Khandrish said: Before I go into anything else I realized when I woke up this morning that I forgot a piece of the puzzle. The bucket will drain even when players are offline.
The danger here is that you're effectively rewarding players for not playing. Most newbies will immediately quit if they see an empty mud, so (particularly when the mud is just getting started) there's a huge benefit in encouraging your established players to stay online.
Khandrish said: This is an issue faced by players in most (all?) systems without a cap. Those players who have been there longer are simply so far ahead there is nothing a new player could do.
It's a problem of open-ended advancement, yes - in fact I've mentioned it before: http://www.mudbytes.net/topic-2506
However in a typical mud, if you play for one hour per day for a month, then I start playing two hours per day, after another month I'll overtake you. With the bucket proposal, if you start before me I can never quite catch up with you (let alone overtake you), unless you stop playing for a while.
It's not quite as bad as I thought, now that you've clarified your proposal is per-skill. However the same issue would still apply to the character's primary skill/s.
Khandrish said: I thought the bonus scheme I had described covered this. The more disparity between the highest player and "you," the faster you learn a skill. The closer you get the lesser the bonus.
The problem is that newbies won't view it as a bonus, but as a penalty; the closer they get to catching up, the slower they'll advance. Likewise, I feel it could be frustrating for the oldbies, who'll see those newbies flying up the skill ranks that they themselves had to crawl up.
With my "varied hole-size" proposal, the newbie could still advance at (for example) twice the speed as the oldbie, but to do so they'd have to earn twice as much experience. The oldbie would see that the newbie was literally putting in twice the effort, and the newbie would feel their efforts are always equally rewarded - although they'd need to put in less and less time the more they advanced (which could be another problem, although in my experience this actually matches the way many people play anyway).
Khandrish said: One of the benefits, for a developer, in this system is that you always know exactly how fast players can advance since you can set the maximum rate. This way you can plan out developing new areas, creatures, skills and so on instead of having to rush to put something out because a small but very vocal part of your population suddenly has nothing to do because they advanced faster than you thought they would.
Players eat through content far faster than developers can create it, and will often get bored and quit once they've finished everything - but they (hopefully) hang around long enough to draw in the next generation, who then make their own way through that same content. Over time the content grows, and therefore the players stay longer.
With open-ended advancement you'll need to constantly keep adding new content, and with your bonus scheme your older content will be used less and less, as new players hurtle through it at increasing speed.
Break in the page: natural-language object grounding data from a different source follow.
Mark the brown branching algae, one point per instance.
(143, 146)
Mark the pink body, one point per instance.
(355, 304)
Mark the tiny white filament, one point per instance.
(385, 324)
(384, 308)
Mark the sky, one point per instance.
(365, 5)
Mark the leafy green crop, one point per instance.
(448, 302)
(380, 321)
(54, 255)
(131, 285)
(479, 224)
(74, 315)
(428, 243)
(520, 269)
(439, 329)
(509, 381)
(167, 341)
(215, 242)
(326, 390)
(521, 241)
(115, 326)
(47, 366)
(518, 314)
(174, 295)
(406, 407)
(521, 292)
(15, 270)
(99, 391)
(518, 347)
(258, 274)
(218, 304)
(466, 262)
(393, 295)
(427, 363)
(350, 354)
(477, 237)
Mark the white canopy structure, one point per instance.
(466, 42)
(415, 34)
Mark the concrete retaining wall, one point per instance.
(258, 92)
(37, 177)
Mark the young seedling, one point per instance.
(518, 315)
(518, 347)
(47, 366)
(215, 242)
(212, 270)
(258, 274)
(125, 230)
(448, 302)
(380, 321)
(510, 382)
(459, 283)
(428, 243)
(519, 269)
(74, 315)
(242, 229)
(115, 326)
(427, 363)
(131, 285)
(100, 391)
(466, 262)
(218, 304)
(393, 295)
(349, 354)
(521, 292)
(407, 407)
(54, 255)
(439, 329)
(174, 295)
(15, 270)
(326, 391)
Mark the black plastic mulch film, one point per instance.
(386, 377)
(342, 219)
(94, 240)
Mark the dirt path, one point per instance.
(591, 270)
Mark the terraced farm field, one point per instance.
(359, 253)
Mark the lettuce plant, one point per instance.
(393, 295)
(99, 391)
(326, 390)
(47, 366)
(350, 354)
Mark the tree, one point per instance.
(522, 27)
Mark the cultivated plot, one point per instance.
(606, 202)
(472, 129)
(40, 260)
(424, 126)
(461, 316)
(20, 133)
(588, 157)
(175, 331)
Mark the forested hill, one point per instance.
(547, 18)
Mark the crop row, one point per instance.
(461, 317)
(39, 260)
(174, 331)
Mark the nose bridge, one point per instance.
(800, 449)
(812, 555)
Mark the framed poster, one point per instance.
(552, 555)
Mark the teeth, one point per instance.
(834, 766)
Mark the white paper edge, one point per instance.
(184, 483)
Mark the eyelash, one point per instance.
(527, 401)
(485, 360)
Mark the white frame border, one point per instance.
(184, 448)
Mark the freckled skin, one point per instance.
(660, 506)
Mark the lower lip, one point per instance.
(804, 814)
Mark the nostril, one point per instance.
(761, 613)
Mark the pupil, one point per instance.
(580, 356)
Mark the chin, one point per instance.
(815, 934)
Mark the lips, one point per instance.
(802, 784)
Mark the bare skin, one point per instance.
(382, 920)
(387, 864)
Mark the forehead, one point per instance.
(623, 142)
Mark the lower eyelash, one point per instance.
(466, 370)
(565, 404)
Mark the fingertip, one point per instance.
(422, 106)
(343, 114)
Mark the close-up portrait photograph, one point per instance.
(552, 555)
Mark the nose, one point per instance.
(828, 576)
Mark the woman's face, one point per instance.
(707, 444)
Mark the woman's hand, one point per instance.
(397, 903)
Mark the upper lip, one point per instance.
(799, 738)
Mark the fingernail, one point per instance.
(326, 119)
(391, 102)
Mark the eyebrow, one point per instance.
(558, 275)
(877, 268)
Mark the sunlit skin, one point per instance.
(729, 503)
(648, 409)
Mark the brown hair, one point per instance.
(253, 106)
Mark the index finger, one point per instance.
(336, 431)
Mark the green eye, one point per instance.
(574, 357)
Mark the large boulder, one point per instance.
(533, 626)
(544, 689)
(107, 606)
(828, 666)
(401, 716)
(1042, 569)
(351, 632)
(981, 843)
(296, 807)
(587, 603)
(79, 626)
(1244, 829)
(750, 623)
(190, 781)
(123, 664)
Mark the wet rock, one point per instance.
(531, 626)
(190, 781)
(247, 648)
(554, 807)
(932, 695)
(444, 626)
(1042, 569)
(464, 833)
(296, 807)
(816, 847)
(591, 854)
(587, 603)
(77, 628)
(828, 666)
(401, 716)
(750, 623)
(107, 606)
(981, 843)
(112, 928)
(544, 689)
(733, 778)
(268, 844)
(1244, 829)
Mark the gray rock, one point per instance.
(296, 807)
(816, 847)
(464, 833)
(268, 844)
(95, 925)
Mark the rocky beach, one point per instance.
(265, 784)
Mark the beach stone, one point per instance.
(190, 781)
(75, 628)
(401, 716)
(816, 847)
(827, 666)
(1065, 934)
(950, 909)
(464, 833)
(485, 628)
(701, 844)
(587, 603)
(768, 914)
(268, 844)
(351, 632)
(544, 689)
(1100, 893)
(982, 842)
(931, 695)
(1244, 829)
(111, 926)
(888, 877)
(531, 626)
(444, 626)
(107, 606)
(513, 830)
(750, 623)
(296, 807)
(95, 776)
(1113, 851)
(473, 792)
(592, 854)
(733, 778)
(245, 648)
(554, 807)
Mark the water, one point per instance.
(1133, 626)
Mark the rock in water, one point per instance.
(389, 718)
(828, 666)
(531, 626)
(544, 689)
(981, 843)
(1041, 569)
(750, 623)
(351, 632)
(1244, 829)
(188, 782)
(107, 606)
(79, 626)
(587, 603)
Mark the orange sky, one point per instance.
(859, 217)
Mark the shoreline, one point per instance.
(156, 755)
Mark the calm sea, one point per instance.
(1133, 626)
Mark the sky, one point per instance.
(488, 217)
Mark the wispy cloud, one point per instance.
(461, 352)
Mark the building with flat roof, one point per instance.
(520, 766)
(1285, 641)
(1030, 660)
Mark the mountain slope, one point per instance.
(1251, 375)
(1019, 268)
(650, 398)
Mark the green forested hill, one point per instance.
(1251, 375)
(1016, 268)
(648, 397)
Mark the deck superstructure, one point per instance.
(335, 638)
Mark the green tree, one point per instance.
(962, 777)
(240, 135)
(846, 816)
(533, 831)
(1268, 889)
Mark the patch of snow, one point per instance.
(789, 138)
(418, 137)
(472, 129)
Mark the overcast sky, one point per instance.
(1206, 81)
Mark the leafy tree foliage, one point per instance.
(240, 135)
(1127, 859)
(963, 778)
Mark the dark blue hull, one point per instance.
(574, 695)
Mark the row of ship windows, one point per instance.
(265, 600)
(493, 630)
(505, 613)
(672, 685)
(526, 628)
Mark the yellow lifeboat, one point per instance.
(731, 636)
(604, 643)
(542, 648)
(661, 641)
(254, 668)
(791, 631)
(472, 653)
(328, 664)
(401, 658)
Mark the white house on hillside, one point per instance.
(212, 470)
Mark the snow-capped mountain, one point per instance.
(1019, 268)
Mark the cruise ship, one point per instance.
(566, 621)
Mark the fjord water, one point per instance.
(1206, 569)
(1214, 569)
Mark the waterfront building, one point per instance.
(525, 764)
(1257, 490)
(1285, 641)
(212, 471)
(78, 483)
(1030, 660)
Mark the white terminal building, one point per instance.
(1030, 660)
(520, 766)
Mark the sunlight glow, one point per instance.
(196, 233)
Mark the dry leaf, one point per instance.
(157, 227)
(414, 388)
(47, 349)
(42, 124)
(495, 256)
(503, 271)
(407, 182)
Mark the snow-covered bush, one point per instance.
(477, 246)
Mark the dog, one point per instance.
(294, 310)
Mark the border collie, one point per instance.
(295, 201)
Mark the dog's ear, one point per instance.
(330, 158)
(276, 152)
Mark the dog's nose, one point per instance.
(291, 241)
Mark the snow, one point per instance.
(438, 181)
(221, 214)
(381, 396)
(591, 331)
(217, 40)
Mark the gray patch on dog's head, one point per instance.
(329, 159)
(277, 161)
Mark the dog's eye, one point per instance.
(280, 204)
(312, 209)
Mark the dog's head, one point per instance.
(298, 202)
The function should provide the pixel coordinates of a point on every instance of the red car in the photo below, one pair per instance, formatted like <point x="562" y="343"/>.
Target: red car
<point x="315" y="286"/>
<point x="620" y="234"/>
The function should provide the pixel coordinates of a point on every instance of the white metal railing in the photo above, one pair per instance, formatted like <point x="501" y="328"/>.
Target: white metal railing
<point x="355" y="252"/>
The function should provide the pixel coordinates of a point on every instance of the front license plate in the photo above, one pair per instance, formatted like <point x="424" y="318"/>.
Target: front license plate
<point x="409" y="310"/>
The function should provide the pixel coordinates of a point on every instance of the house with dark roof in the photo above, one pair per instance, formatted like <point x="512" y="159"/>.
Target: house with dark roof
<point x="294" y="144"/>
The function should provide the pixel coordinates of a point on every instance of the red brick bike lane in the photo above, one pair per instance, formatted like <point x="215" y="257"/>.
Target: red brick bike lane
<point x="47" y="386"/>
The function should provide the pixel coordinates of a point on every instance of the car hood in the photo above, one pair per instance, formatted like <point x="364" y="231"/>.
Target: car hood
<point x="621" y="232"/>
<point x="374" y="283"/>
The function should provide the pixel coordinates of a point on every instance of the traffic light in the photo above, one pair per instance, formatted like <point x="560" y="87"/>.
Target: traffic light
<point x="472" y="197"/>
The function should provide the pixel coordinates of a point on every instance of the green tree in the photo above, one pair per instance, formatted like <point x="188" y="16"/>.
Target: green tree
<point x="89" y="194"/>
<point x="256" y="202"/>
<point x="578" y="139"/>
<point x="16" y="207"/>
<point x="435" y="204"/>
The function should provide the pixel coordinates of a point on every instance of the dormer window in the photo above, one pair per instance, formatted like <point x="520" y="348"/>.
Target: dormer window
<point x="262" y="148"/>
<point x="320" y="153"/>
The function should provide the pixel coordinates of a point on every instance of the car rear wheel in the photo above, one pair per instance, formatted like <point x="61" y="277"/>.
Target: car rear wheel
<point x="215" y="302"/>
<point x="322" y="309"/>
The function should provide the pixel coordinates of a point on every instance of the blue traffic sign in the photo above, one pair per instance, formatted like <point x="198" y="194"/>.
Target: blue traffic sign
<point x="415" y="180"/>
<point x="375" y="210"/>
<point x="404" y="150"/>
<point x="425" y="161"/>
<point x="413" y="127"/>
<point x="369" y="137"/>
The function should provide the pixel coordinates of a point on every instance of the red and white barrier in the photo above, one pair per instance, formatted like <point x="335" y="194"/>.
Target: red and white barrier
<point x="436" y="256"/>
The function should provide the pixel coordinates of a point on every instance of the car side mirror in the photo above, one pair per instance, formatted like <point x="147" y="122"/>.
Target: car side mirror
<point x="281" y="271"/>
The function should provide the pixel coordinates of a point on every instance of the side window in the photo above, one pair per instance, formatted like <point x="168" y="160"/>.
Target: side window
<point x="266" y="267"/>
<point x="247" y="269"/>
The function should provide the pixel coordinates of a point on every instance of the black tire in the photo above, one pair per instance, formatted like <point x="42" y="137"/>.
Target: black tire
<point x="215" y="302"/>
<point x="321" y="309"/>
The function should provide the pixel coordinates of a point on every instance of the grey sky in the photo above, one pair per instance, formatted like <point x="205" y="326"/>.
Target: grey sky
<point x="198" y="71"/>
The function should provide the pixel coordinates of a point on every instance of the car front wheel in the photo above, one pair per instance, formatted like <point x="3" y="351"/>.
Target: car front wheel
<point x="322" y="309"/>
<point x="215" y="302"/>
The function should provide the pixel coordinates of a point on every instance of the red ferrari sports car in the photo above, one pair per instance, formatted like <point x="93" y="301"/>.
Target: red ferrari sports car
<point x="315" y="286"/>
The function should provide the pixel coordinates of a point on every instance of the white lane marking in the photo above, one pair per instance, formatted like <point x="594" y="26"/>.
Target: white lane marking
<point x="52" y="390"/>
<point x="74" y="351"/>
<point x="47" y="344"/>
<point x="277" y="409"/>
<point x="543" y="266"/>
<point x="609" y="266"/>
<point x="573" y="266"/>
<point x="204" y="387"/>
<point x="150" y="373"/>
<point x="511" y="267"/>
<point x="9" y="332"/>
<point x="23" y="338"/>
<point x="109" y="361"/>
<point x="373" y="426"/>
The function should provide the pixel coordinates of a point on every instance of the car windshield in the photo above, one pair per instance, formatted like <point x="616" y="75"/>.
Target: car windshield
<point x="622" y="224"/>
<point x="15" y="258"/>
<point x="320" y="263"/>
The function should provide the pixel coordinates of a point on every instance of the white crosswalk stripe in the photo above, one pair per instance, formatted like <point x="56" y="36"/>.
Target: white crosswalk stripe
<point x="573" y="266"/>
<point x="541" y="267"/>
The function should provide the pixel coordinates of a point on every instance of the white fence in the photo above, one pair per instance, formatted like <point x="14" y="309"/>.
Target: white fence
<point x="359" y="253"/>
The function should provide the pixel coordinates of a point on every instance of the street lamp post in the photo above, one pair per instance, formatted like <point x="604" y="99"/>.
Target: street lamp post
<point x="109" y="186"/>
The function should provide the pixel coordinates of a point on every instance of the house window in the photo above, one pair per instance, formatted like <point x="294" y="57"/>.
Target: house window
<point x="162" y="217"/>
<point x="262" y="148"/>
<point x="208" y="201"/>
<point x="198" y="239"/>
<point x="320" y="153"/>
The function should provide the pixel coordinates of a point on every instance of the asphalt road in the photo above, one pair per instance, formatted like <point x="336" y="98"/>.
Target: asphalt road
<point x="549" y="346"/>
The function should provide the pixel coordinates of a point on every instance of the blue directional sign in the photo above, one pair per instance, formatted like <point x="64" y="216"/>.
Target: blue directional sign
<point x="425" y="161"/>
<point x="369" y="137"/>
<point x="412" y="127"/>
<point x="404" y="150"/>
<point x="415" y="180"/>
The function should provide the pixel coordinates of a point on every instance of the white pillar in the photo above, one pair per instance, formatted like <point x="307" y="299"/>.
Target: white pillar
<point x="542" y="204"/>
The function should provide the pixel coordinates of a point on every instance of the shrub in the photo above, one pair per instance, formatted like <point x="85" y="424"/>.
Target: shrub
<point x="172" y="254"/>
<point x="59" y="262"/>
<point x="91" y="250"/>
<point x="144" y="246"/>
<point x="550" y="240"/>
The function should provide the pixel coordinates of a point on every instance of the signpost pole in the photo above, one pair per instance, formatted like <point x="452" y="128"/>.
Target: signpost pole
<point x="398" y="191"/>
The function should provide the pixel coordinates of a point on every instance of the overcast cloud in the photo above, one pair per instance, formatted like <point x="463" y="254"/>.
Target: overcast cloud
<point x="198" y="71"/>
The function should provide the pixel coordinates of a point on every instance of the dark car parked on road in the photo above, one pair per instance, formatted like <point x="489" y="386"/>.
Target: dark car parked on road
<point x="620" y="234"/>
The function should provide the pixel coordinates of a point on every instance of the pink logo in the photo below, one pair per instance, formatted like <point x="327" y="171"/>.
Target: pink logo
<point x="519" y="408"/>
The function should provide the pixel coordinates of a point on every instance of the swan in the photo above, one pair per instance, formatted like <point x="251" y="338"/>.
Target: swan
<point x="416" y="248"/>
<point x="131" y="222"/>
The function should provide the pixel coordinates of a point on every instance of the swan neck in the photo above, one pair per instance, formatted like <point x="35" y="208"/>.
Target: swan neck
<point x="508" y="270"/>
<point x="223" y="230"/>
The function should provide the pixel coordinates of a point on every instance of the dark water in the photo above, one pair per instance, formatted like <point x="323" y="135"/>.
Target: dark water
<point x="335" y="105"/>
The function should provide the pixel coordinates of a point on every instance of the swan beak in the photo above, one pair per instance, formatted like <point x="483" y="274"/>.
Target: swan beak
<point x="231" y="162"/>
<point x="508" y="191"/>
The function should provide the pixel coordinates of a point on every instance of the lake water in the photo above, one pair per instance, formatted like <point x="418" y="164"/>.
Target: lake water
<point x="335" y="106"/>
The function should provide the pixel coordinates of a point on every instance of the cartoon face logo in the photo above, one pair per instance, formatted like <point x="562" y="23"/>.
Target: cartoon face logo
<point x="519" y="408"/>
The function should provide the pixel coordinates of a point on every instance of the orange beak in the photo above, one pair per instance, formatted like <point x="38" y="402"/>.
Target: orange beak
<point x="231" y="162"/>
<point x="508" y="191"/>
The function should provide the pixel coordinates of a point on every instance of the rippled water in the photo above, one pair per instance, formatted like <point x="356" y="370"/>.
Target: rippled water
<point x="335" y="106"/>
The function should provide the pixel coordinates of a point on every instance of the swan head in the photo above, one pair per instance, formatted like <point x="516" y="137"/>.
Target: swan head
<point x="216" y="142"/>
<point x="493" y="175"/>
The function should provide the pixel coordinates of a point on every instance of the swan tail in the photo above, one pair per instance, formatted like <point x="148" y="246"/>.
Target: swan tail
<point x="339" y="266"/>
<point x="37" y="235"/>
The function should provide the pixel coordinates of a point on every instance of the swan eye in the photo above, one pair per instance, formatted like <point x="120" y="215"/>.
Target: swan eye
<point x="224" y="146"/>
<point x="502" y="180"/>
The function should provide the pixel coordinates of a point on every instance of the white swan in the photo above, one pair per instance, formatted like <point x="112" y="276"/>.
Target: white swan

This will make it more difficult to build up a playerbase.
You could have the content automatically scale in power as well, but then the top players would find themselves constantly facing the same content to advance, and that really would feel like a grind.
Khandrish said: If I wanted to get REALLY crazy, could even have a check to see what the highest skill-level is that that player has reached on that account for that skill and provide an additional bonus. Again this bonus would disappear as they got closer to their personal best but this would allow a player to, essentially, progress multiple characters at almost the same rate. Allowing them to role-play/experience different playstyles without forcing them to grind nearly as much.
With open-ended advancement the grind is always going to be endless, but an account system is a decent way of discouraging multiplaying - players who put their characters on the same account would advance faster, but they wouldn't be able to play more than one at a time. Players who created multiple accounts would be able to multiplay their characters, but they'd advance slower.
Khandrish said: I guess the question would be, just how undesirable is this? In such a system, would it be desirable to have a secondary characters bonus to any skill be based on the highest skill achieved by the primary character, instead of a skill-by-skill basis? Ignoring the learning rate, it seems like that would provide for a more 'realistic' character.
Yes, I think that would be more desirable. Not because of realism, but because it encourages diversity. If each skill is advanced in isolation relative to the top player in that skill, you'll rapidly reach a point where every character has pretty much the same skills, simply because the lower skills advance faster.